Every time the Blue and White leader is in the vicinity of Benjamin Netanyahu, one can hear a faint chuntering of terrified refrains: “He’ll cave in; he’ll fall for Netanyahu’s lies; he’s too nice; he’ll cave under President Rivlin’s pressure; he’ll sell out all his election achievements for an empty rotation deal; he’ll forfeit the Defense portfolio; he’ll back down on who has first dibs on ‘Purple Rain’ at the Knesset karaoke night.”
Even if this panic is meant to make Gantz think twice should he decide to go back on his promises, it still illustrates two things.
Firstly, Prime Minister Benjamin Netanyahu is still seen as unbeatable, although he certainly didn’t win the recent elections.
And even in the scenario of a total tie, which in reality is a defeat for the immunity government Netanyahu wanted to form and for which he dragged the whole country into another round of elections, his political adversaries still look at him like he’s Manchester City on a hot streak, as though he’s basically undefeatable.
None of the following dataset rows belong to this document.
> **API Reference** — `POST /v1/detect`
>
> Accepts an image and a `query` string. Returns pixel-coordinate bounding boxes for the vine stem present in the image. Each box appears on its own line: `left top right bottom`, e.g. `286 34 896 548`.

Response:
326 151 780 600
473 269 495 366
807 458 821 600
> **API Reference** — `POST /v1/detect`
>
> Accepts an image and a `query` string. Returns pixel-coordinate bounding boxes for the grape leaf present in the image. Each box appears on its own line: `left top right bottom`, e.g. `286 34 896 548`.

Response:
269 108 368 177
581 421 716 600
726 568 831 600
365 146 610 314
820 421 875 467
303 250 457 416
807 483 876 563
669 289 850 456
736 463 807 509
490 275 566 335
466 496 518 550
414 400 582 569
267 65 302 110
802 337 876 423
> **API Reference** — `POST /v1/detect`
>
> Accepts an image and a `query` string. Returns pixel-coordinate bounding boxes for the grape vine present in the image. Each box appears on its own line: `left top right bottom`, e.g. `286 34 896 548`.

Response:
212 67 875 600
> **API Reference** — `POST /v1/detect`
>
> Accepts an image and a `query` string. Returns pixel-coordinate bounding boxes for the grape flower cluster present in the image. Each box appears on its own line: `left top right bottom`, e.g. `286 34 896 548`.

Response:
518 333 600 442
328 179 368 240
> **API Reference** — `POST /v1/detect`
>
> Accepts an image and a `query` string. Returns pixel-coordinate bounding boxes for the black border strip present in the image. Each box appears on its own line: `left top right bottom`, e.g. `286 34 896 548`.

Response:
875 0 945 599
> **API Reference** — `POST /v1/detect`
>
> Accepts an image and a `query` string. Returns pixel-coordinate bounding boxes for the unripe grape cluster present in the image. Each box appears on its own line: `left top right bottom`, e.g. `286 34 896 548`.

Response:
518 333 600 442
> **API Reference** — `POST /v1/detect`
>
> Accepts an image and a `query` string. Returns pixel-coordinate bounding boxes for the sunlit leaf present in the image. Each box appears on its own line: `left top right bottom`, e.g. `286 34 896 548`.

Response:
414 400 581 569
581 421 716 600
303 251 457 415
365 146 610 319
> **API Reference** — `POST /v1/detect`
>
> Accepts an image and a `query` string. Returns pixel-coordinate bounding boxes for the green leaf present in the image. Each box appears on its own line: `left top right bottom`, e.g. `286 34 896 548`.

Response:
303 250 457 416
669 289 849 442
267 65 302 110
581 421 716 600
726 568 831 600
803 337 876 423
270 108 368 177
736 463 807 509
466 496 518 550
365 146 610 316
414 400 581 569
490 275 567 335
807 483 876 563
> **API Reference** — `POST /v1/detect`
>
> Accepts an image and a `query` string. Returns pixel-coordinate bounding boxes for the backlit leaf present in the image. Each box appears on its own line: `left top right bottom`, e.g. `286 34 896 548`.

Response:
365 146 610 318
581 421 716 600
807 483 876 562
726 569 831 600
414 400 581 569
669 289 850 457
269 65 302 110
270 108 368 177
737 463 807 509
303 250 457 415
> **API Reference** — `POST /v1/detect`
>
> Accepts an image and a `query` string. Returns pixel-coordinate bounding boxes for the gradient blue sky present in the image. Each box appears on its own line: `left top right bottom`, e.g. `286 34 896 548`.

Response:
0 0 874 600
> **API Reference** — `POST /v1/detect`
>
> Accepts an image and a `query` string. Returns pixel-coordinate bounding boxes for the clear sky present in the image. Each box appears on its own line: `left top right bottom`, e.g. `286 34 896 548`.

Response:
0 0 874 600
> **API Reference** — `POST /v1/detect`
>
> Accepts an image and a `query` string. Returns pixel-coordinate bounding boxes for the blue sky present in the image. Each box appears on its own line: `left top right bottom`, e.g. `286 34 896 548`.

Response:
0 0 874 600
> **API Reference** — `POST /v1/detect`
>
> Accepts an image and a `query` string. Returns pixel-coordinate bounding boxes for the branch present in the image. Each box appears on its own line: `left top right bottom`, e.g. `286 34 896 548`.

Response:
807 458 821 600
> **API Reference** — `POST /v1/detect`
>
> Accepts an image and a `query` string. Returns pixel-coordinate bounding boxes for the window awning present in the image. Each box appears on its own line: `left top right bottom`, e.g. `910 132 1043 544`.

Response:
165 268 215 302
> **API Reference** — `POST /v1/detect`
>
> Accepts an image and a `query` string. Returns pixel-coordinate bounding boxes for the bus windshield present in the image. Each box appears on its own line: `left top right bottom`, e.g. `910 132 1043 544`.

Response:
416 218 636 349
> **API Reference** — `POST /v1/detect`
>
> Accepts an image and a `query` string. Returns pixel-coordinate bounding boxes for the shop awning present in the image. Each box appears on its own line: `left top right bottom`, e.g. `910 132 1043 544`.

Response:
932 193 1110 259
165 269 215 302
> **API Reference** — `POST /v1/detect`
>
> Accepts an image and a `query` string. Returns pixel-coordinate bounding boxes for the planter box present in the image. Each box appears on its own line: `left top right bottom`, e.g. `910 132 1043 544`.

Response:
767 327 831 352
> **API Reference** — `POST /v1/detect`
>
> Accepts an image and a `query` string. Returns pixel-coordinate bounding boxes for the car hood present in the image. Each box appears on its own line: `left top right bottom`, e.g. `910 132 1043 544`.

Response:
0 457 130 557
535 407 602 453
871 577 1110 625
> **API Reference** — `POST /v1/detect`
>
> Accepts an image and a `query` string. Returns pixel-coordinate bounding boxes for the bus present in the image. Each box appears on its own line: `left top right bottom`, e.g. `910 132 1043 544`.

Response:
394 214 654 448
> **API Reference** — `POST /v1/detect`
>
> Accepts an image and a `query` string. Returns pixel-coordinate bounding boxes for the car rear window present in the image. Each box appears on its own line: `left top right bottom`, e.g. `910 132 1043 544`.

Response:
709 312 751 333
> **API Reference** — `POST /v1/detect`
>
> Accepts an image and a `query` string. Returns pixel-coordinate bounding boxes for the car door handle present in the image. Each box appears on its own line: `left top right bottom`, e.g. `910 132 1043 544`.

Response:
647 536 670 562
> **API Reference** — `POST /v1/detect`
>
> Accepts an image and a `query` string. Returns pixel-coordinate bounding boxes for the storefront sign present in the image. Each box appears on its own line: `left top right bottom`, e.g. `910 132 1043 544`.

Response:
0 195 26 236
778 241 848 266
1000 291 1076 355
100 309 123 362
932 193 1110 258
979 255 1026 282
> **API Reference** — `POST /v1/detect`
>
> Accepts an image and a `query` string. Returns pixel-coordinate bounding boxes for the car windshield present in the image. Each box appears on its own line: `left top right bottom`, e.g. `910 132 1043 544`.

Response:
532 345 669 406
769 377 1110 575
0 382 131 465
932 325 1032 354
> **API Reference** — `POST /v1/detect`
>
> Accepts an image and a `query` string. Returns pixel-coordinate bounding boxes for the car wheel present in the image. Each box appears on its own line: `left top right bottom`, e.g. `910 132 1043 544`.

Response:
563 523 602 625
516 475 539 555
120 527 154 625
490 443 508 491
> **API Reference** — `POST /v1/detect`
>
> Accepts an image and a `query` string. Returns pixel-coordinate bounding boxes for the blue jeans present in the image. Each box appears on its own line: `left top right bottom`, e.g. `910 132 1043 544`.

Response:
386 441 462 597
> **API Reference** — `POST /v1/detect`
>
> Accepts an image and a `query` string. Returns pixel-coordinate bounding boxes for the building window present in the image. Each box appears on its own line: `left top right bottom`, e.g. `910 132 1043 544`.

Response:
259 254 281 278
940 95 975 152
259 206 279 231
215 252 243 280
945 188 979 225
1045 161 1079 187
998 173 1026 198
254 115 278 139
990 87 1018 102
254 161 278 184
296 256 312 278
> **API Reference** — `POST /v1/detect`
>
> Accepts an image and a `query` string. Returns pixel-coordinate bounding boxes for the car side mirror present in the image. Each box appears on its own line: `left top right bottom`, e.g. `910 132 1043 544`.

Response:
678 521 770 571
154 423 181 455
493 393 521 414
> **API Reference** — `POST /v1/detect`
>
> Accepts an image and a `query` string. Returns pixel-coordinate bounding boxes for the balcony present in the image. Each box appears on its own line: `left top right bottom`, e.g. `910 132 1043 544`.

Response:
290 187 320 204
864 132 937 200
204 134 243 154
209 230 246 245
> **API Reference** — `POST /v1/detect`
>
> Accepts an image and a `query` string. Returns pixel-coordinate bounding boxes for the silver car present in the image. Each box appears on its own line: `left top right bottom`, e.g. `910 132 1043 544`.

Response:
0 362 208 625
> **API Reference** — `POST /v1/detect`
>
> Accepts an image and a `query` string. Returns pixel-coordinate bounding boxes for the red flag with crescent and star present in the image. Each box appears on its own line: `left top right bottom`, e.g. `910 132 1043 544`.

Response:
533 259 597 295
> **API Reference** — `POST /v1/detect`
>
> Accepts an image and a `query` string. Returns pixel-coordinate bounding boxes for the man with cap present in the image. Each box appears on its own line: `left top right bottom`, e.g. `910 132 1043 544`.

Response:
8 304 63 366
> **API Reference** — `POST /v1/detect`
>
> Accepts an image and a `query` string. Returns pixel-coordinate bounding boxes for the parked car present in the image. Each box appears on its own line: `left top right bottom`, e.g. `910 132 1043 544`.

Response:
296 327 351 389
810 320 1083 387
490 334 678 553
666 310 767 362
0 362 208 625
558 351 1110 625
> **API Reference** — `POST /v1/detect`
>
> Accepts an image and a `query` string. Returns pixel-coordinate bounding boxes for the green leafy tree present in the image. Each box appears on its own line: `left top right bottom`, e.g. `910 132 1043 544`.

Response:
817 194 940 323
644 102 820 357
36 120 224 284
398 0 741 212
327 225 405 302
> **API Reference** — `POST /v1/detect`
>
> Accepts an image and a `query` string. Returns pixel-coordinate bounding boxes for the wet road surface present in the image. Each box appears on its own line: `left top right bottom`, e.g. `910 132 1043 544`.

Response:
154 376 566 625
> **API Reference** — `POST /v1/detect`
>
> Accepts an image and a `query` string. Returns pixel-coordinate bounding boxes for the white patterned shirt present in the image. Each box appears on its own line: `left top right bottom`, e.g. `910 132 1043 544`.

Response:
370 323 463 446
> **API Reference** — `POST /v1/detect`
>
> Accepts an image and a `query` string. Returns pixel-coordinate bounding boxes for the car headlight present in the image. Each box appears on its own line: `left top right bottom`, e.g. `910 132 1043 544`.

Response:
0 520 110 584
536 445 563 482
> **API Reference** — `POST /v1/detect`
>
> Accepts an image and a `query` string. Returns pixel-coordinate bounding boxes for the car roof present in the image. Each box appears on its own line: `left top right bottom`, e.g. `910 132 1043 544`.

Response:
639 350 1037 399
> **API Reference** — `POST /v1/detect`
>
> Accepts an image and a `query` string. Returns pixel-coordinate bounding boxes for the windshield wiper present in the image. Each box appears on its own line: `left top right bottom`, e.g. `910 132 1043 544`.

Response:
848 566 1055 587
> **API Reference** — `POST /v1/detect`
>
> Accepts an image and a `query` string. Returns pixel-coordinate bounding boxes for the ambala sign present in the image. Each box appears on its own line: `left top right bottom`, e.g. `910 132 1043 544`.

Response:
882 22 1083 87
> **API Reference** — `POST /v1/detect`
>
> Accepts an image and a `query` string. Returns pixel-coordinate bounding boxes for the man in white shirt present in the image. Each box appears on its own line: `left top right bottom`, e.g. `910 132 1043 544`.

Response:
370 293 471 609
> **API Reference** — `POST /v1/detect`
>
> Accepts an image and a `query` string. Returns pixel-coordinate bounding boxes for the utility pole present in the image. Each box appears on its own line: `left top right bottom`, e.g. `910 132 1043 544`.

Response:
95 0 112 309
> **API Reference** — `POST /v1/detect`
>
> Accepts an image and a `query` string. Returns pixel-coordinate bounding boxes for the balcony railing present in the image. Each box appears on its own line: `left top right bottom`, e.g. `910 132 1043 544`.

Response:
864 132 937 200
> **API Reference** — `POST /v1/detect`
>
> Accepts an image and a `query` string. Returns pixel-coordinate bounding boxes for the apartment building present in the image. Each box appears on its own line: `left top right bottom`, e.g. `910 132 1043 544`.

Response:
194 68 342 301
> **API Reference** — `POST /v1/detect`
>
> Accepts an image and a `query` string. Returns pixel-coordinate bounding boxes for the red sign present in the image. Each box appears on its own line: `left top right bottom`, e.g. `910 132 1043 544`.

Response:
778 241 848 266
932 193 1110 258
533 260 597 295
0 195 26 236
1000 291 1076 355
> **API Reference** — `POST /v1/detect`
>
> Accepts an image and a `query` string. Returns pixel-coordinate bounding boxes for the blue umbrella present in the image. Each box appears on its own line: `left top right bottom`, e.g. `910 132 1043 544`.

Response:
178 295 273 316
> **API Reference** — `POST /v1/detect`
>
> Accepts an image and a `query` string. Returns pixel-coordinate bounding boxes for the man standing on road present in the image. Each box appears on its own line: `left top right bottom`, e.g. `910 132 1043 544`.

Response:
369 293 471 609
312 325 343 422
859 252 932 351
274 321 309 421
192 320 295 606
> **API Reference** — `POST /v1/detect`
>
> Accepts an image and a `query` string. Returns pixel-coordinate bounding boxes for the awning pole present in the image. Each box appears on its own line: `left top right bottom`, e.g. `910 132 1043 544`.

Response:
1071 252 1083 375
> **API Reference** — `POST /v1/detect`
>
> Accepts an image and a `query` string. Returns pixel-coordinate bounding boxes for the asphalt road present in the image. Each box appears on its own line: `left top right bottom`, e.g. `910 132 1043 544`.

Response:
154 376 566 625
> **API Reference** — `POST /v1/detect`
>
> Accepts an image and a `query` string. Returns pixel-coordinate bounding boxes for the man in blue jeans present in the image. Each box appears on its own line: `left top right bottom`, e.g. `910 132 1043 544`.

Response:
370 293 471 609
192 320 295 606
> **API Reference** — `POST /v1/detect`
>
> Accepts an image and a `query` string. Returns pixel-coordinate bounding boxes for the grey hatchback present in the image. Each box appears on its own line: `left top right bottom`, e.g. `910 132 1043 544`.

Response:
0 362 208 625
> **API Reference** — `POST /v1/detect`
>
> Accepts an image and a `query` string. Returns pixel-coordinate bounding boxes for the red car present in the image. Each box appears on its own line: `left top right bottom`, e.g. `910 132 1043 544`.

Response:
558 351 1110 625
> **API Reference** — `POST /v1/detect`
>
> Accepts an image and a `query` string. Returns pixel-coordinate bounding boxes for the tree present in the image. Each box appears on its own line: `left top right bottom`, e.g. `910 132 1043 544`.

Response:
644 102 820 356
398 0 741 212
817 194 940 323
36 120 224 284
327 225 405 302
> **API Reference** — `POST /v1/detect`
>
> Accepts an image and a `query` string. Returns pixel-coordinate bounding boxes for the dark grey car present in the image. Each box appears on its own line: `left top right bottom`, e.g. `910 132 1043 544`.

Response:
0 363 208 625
Secondly, it seems Gantz isn’t suffering from overabundance of appreciation among the political camp that has him as its leader.
Although he overcame the critics that labeled him as a sleepy gray lump and showed massive improvement in his public appearances, managing to lead a ragtag party to the brink of victory, the former Israeli army chief is still treated as a helpless chick who can’t be left alone lest the conniving political fox that is Netanyahu gobble him up.
Well, If Gantz is really so tasty, so naïve and so devoid of any killer instinct, maybe there’s a greater problem at hand. For as we know, politics is no country for herbivores.
Furthermore, Netanyahu’s calls for “unity” (which automatically excludes supporters of Gantz and his partner Yair Lapid) are being viewed as him laying the groundwork for a declaration that forming a coalition has failed, and then Netanyahu will either bring Avigdor Liberman’s Yisrael Beytenu into the fold, or Israelis can all look forward to another round of elections.
Gantz on the other hand, is viewed like all he needs to do is to sit at home, stomp his feet and yell for Netanyahu to quit – like he doesn’t need to convince countless citizens that he actually wants to lead them out of the stalemate that has dominated a entire year of life in Israel.
The fear of Netanyahu’s unrestrained behavior and the suspicion toward Gantz (not to mention Liberman) are a logical byproduct of the unending reign of the former, and of history itself.
But above all, it seems that these sentiments are the best way to repress the truth and avoid dealing with the absurd situation created by Israeli voters.
Israel isn’t divided, it’s locked up tight, and at the most dead end of dead ends.
Gantz can be as conniving as he wants, Netanyahu can yell about his 55-seat bloc until the cows come home; neither has any choice but to break their election pledges or go to another round of elections.
The rest is nothing more than spectacular speculation that is good for nothing more than filling air time for news channels.